Provided by NRAO, Socorro, New Mexico
July 21, 2010
Pioneering observations with the National Science Foundation's giant Robert C. Byrd Green Bank Telescope (GBT) have given astronomers a new tool for mapping large cosmic structures. The method promises to provide valuable clues about the nature of the mysterious dark energy believed to constitute nearly three-fourths of the mass and energy of the universe.
Dark energy is the label scientists have given to what is causing the universe to expand at an accelerating rate. While the acceleration was discovered in 1998, its cause remains unknown. Physicists have competing theories to explain the acceleration, and they believe the best way to test those theories is to precisely measure large-scale cosmic structures.
Sound waves in the matter-energy soup of the early universe are thought to have left detectable imprints on the large-scale distribution of galaxies in the universe. The researchers developed a way to measure such imprints by observing the radio emission of hydrogen gas. Their technique, called intensity mapping, when applied to greater areas of the universe, could reveal how such large-scale structures have changed over the last few billion years, giving insight into which theory of dark energy is the most accurate.

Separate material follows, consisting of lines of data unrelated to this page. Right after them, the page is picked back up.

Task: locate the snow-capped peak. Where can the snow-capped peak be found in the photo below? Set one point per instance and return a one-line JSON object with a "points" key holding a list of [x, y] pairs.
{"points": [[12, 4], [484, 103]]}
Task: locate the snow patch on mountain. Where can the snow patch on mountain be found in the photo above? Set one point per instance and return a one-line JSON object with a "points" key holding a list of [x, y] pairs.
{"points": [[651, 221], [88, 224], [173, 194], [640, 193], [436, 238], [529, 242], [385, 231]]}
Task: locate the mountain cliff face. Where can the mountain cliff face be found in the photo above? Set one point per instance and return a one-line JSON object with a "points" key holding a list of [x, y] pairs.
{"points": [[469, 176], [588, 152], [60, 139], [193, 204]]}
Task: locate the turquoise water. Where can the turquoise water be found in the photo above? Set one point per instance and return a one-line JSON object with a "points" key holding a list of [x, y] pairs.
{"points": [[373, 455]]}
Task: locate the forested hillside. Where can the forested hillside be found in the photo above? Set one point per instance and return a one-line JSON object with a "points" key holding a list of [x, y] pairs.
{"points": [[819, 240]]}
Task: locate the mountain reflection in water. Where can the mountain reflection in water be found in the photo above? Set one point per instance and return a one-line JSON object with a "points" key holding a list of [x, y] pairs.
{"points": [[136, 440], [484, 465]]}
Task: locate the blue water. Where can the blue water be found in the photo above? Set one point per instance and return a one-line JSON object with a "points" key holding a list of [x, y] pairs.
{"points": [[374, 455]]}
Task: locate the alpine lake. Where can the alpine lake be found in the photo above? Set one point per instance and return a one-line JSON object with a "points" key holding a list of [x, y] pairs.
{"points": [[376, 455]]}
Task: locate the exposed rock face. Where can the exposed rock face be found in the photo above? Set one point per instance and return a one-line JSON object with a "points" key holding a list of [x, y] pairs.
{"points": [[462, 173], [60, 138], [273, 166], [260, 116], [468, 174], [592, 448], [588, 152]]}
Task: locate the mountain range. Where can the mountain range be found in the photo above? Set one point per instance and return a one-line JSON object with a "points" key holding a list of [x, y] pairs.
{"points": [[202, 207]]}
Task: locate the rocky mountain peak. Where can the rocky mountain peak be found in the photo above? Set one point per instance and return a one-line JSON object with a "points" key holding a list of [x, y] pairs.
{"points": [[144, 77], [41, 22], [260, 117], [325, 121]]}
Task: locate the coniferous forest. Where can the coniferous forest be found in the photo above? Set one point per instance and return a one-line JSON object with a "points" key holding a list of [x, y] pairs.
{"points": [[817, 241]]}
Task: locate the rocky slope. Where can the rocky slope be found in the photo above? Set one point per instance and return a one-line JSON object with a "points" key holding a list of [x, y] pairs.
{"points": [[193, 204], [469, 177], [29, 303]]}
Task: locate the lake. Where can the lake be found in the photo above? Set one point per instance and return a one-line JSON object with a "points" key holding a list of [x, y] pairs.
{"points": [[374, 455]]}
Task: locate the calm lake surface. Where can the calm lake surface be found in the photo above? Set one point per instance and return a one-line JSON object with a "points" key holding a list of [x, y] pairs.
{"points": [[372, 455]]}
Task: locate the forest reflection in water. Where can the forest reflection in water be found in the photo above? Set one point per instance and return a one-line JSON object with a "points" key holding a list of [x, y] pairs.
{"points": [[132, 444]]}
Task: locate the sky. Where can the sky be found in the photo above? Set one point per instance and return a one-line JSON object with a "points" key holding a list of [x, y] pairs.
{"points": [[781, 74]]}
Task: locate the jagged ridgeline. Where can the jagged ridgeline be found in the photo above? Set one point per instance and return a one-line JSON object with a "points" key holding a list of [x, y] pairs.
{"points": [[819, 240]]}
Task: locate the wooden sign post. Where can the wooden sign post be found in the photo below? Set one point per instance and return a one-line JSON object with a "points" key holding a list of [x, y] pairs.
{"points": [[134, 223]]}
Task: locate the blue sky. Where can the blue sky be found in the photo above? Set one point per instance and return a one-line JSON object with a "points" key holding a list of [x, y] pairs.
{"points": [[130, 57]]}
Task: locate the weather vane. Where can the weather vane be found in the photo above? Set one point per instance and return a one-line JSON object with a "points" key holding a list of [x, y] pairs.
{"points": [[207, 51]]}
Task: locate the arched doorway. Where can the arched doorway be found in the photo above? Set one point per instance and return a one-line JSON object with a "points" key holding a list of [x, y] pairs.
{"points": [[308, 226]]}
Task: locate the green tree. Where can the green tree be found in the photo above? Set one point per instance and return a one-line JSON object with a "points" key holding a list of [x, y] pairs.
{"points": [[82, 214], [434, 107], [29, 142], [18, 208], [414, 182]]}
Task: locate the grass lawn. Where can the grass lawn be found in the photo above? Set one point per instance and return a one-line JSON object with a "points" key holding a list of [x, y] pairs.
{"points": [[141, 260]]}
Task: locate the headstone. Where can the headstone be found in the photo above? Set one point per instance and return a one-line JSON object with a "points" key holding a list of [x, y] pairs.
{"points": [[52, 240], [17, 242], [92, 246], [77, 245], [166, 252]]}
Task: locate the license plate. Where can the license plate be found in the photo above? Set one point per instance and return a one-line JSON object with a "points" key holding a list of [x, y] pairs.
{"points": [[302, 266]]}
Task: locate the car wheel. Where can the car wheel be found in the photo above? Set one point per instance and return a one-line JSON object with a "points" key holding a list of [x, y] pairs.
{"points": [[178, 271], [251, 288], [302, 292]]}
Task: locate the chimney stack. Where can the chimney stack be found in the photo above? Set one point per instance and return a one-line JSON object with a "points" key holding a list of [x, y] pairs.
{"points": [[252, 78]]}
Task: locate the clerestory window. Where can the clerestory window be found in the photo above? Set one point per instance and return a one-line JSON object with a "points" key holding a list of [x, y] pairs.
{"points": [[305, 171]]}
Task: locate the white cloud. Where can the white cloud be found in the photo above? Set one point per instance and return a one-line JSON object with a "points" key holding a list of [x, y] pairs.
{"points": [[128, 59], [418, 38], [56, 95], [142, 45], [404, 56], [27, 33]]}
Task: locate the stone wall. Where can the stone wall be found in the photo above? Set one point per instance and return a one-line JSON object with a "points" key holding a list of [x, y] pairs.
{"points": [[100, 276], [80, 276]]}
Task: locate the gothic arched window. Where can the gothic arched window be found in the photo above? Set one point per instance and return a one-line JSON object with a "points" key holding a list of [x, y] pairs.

"Our project mapped hydrogen gas to greater cosmic distances than ever before, and it shows that the techniques we developed can be used to map huge volumes of the universe in three dimensions and to test the competing theories of dark energy," said Tzu-Ching Chang from the Academia Sinica in Taiwan and the University of Toronto.
To get their results, the researchers used the GBT to study a region of sky that the Keck II telescope in Hawaii had previously surveyed in detail. This optical survey used spectroscopy to map the locations of thousands of galaxies in three dimensions. With the GBT, instead of looking for hydrogen gas in these individual, distant galaxies, the team used their intensity-mapping technique to accumulate the radio waves emitted by the hydrogen gas in large volumes of space, including many galaxies.
"Since the early part of the 20th century, astronomers have traced the expansion of the universe by observing galaxies. Our new technique allows us to skip the galaxy-detection step and gather radio emissions from a thousand galaxies at a time, as well as all the dimly-glowing material between them," said Jeffrey Peterson, from Carnegie Mellon University.
The astronomers also developed new techniques that removed both man-made radio interference and radio emission caused by more-nearby astronomical sources, leaving only the extremely faint radio waves coming from the very distant hydrogen gas. The result was a map of part of the "cosmic web" that correlated neatly with the structure shown by the earlier optical study. The team first proposed their intensity-mapping technique in 2008, and their GBT observations were the first test of the idea.
"These observations detected more hydrogen gas than all the previously detected hydrogen in the universe, and at distances 10 times farther than any radio wave-emitting hydrogen seen before," said Ue-Li Pen from the University of Toronto.
"This is a demonstration of an important technique that has great promise for future studies of the evolution of large-scale structure in the universe," said Chris Carilli from the National Radio Astronomy Observatory, Socorro, New Mexico.